No hablo de turismofobia porque, de entrada, el término en sí me parece una sandez, por mucho éxito que haya cobrado en los medios y -cómo no- entre la población. No es miedo, ni aversión ni repugnancia lo que genera el turismo entre los barceloneses; es más bien una sensación de agobio, de asfixia y de ausencia de calma, sensaciones que empujan a estados alterados, nerviosos, angustiantes.

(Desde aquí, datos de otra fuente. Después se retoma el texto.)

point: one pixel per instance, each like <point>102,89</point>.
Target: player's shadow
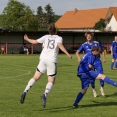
<point>100,104</point>
<point>112,95</point>
<point>56,109</point>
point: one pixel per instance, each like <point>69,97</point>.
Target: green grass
<point>15,72</point>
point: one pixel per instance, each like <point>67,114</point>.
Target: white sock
<point>30,84</point>
<point>48,88</point>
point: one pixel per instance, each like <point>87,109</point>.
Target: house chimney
<point>75,10</point>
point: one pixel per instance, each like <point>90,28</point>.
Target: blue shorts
<point>87,78</point>
<point>98,66</point>
<point>114,56</point>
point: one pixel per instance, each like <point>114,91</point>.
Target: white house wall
<point>112,25</point>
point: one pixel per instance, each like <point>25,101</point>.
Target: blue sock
<point>78,98</point>
<point>111,66</point>
<point>110,81</point>
<point>116,65</point>
<point>93,85</point>
<point>101,83</point>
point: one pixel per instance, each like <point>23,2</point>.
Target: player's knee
<point>101,76</point>
<point>84,91</point>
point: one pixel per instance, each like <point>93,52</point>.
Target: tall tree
<point>100,25</point>
<point>18,16</point>
<point>40,16</point>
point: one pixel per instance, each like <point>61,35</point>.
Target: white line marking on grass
<point>28,72</point>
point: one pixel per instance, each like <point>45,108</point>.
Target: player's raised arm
<point>78,56</point>
<point>30,40</point>
<point>103,53</point>
<point>60,45</point>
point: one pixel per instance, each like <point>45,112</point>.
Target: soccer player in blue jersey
<point>87,47</point>
<point>87,74</point>
<point>114,53</point>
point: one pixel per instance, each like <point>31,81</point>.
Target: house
<point>111,19</point>
<point>83,20</point>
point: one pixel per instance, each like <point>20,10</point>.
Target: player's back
<point>50,47</point>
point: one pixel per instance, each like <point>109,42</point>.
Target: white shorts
<point>50,67</point>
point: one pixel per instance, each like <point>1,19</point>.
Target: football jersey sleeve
<point>81,48</point>
<point>41,40</point>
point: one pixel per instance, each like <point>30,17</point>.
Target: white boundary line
<point>28,72</point>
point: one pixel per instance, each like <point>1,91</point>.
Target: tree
<point>45,17</point>
<point>49,13</point>
<point>100,25</point>
<point>17,16</point>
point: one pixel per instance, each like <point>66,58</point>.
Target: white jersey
<point>50,50</point>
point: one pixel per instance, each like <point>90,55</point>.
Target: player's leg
<point>112,63</point>
<point>94,90</point>
<point>116,62</point>
<point>85,84</point>
<point>79,97</point>
<point>39,72</point>
<point>107,79</point>
<point>51,72</point>
<point>99,69</point>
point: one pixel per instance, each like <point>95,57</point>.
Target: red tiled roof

Contribuyen al sinvivir del barcelonés que se mueve por el centro las actitudes de muchos responsables de bares, restaurantes y demás comercios que apuntan al guiri como público objetivo. Desde letreros escritos sólo en inglés hasta desorbitantes subidas de precios por una caña o un bocadillo, también hay que soportar ahora que a las siete de la tarde haya quien te impida sentarte a una mesita en la terraza para tomar una copa “porque ya está montado para cenas”. Y así, podría escribirse una biblia con ejemplos de todo tipo.
No sé usted, lector, pero yo no quiero vivir en Guirilona. Y como todo apunta a que no se pondrá freno ni solución a lo que a todas luces ya es un gran problema, lo más probable es que los que cada vez lo soportamos peor nos acabemos yendo a vivir a otra ciudad u optemos por convertirnos en hikikomori, encerrados voluntariamente entre cuatro paredes de casa, para ahorrarnos el grotesco espectáculo de la degradación ciudadana.